Tony needs a lie down.
Ohhh boy.
Let’s say one thing right
up front: if you come to this story randomly, without having listened to much
of the few years before it, you’re going to be utterly baffled by Gods And
Monsters. This story’s a culmination, a drawing together of threads and a sprouting
of seeds that have been embedded in a long arc of Sylvester McCoy stories at
Big Finish, beginning with The Harvest, when the Doctor took on new companion
Hex (the always-excellent Philip Olivier), going through a whole black
Tardis/White Tardis time-space dichotomy… sequence, which brought military
companions, Captain Lysandra Aristedes and Private Sally Morgan to the party
alongside – and sometimes parallel to – Ace and Hex, and through a sequence
involving techno-vampires and a thing called The Forge, all drawing towards a
climax that can be summed up in six words: The Curse Of Fenric, Part 2.
Yep – that really
shouldn’t be a spoiler to you, the cover art for this story’s crawling with
Haemovores. What we’re dealing with here is the even-more-ultimate-than-last-time
battle between Time’s Champion and Fenric, the Shatterer of Worlds. If the
first round somehow made sense to you, you stand at least a fighting chance of
making it out of this sequel alive.
Which is more than can be
said for all of the Tardis crew.
On a world where physics
appears to be on a lunch break, there are gods, there are monsters, and there
are the two ancient players, the chess-game of the universe played for enormous
stakes – if Fenric wins, its chains will shatter and it will final be able to
fully manifest itself in our puny little universe of flesh. The Doctor pits his
wits and the lives of his companions against the Elder God of chaos and death,
but there are forces here that neither he nor Fenric have counted on – or have
they?
Gods And Monsters is a
full-on, high-octane, screamingly emotional ride into the scale of battle the
Doctor’s been playing with Fenric since long before The Curse of Fenric popped
up on screen.

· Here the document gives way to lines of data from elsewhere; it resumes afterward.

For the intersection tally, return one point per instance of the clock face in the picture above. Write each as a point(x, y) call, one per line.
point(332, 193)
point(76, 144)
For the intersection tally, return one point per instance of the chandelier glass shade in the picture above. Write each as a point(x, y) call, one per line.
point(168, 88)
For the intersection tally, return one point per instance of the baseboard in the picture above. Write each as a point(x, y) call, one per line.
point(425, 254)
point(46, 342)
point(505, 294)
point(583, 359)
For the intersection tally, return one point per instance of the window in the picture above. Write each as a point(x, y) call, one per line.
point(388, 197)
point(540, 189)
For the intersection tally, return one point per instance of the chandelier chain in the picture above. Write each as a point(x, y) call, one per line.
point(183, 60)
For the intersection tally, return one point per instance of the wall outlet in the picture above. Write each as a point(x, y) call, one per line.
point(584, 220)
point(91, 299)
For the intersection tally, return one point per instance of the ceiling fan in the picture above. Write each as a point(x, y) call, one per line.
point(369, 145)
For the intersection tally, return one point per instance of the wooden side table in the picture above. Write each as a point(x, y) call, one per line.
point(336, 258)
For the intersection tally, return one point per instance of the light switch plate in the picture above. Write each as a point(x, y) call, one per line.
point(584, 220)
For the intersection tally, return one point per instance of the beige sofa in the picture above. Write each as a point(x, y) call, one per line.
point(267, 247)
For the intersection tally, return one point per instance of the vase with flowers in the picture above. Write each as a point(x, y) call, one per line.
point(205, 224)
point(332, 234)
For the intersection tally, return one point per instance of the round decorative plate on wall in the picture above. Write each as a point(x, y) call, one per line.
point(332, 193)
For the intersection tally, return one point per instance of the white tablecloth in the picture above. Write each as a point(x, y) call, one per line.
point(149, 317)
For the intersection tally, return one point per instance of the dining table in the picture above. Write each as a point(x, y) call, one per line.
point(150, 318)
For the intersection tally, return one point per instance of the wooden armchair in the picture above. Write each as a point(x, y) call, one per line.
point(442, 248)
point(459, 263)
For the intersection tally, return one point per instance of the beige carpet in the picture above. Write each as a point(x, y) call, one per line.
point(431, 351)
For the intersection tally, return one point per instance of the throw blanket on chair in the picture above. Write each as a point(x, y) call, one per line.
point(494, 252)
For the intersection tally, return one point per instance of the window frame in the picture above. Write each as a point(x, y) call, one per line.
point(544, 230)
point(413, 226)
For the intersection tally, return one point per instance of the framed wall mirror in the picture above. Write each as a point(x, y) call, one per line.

This is Doctor Who for people who liked the more convoluted New
Adventure novel arcs, the Faction Paradox adventures, the Eighth Doctor’s audio
sojourn into a parallel universe of far-out weirdness, or come to that, those
who can follow the Time War box sets without coming over with a fit of the
timey-wimey vapours. It’s by no means a story for the faint-hearted, the
newbie, the wanderer-in. You need to put the work in to conquering the stories
of a peculiar past before you’re ready to make sense of Gods and Monsters, by
Mike Maddox and Alan Barnes.
If you’re ready for it though
– if you’ve followed the threads and senses the impending climax – then Gods
and Monsters delivers shocks, thrills, twists, blood, death and more besides,
in a conclusion that, certainly more than The Curse Of Fenric, gives you the
scale of the Elder Gods and the epic battle Fenric and the Doctor have been
embroiled in. If anything, one of the problems with it is that it elevates the
Doctor to Super-Godhood, more or less because anyone or anything less should
absolutely fail. That’s the consequence of course of making your villain the
ultimate ultimate ultimate evil. To beat it, you have to have a hero
who’s bigger and better than anything you can currently imagine, and it rather
runs the risk of pushing the doctor too far in that direction. That said, it
does also punch him back down to being a David standing against his personal
Goliath when people, when pawns and knights and players start to fall around
him. There’s outstanding work by the companions in this story too, everything
elevated, everything tense as a bowstring, with Ace, Hex, Lysandra and Sally
all reaching points of destiny which define who they are and where they go from
here. Certainly, after Gods and Monsters, nothing will be the same again for
any of them, and arguably not for the Seventh Doctor either. It is, in a sense,
the big battle that his life on audio has been building up to, the battle the
Seventh Doctor’s life has been building to ever since the events of The Curse
Of Fenric, and certainly the battle to which small events and large ones have
been leading him in the audio stories leading up to this event.
The point of all of which
rhetoric is that you really need to hear Gods And Monsters. Most Seventh
Doctor fans are Curse of Fenric fans in any case, so the idea of an audio rematch
with the Elder God is enough to make it irresistible to many. The fact that you
need to put the work in and get through a whole slew of other audios to get the
full effect of Gods And Monsters is somewhat unavoidable, and the journey is
not particularly easy at many points – you’re going to need to keep a hold of
your sanity as some of the stories that lead to this finale are bizarre in the
extreme (The Magic Mousetrap, I’m especially looking at you…). But in a world
where people watch eight seasons of Game Of Thrones just to find out what the
hell eventually happens, Gods and Monsters is a story whose time has probably,
finally, come.
Strap yourself in, go back
to The Harvest, listen to a shedload of other stories first, and then prepare
yourself for the epic screaming weirdness that is Gods and Monsters.